REPUBLIKA.CO.ID, JAKARTA -- Sekretaris Ditjen Bimas Islam Kementerian Agama (Kemenag), M Fuad Nasar mengatakan, generasi milenial yang lahir dari rentang 1980 – 2000-an perlu memahami tonggak-tonggak penting dalam perjalanan sejarah nasional Indonesia secara utuh. Untuk memahami sejarah itu, menurut dia, harus melalui cara penyajian yang jernih dan bebas dari beban sejarah atau dendam masa lalu.
Karena itu, menurut dia, generasi milenial juga perlu untuk menonton film Pengkhianatan G30S/PKI, sehingga generasi muda Indonesia tidak mengikuti pola dan perilaku komunis. “Jangan sampai terjadi kita menolak PKI tetapi mengikuti pola dan perilaku komunis,” ujar Fuad saat dihubungi Republika.co.id, Ahad (27.9).
Dia menjelaskan , dalam mencapai tujuan untuk berkuasa dan mempertahankan kekuasaannya, komunisme selalu menghalalkan segala cara, menyebar fitnah, teror, adu domba, aksi kekerasan, pembunuhan, serta kegaduhan di dalam pemerintahan dan masyarakat. Karena itu, menurut dia, bangsa ini harus belajar dari sejarah masa lalu. “Bangsa Indonesia harus pandai-pandai belajar dari masa lalu,” ucapnya.
Selain itu, menurut dia, generasi muda sebagai pemilik masa depan tidak seyogyanya tersandera dengan dendam sejarah masa lalu. Namun, kata dia, orang yang berpikiran maju tidak akan melupakan sejarah dan masa lalu. “Ada pelajaran yang dapat dipetik dari setiap peristiwa,” kata pria kelahiran Padang Panjang ini.
Fuad menambahkan, Negara Kesatuan Republik Indonesia (NKRI) yang berdasarkan Pancasila adalah warisan para pejuang, sehingga tidak boleh disia-siakan oleh generasi penerus. “Literasi sejarah adalah sesuatu yang amat penting.
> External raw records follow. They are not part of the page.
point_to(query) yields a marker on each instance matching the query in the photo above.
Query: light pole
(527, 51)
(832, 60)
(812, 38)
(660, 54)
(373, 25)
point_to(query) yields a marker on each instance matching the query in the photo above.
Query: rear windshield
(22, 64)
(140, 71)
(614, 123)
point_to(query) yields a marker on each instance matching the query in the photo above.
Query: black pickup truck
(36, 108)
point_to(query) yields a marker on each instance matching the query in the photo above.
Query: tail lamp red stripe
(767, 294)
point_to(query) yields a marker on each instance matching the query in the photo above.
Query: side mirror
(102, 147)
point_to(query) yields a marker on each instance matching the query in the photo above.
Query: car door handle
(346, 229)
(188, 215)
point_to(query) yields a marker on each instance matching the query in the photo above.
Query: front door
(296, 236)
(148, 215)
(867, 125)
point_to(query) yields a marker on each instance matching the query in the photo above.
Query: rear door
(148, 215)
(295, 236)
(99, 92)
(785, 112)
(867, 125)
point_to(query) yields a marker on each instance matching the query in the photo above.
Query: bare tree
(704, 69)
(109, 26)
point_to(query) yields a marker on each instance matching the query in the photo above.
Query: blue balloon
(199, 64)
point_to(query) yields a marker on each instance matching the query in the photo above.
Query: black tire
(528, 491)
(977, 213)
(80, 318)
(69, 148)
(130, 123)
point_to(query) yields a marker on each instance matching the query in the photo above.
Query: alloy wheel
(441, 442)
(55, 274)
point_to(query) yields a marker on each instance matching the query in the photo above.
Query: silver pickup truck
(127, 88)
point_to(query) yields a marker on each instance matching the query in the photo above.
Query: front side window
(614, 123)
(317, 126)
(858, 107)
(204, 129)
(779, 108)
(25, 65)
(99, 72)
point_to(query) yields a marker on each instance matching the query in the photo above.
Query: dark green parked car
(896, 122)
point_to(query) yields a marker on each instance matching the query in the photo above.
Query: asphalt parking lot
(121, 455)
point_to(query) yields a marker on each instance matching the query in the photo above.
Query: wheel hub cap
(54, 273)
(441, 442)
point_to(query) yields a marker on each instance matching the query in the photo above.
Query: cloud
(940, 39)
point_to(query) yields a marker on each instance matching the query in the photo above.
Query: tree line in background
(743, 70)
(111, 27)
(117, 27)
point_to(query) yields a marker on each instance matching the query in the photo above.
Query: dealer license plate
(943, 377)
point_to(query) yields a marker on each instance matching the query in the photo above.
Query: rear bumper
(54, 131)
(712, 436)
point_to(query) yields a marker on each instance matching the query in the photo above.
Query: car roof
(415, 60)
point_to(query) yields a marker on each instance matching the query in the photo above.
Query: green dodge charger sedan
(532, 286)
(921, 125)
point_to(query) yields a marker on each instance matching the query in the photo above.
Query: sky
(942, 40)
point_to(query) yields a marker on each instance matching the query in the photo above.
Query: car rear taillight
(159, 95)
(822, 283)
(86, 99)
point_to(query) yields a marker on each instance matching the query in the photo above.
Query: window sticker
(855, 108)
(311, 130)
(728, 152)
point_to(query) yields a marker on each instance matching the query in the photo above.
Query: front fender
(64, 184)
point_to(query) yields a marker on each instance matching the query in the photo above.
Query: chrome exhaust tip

Agar kita bisa menempatkan sesuatu teks dan narasi peristiwa di masa lalu di dalam konteksnya,” jelasnya.
Sebelumnya, Wakil Ketua Umum Dewan Pimpinan Majelis Ulama Indonesia (MUI) KH Muhyiddin Junaidi juga menganjurkan seluruh umat Islam dan bangsa Indonesia menyaksikan film Pengkhianatan G30S/PKI. Hal ini supaya seluruh bangsa Indonesia paham dan mengerti bagaimana kebiadaban dan kezaliman yang dilakukan Partai Komunis Indonesia (PKI) pada 1948 dan 1965.
"Hal ini sangat penting agar seluruh bangsa Indonesia memahami sejarah bangsanya di masa yang lalu, karena sebuah bangsa yang tak paham akan sejarahnya maka bangsa tersebut akan mengalami disorientasi dan kegelapan akan masa depannya," kata Kiai Muhyiddin kepada Republika.co.id, Jumat (25/9).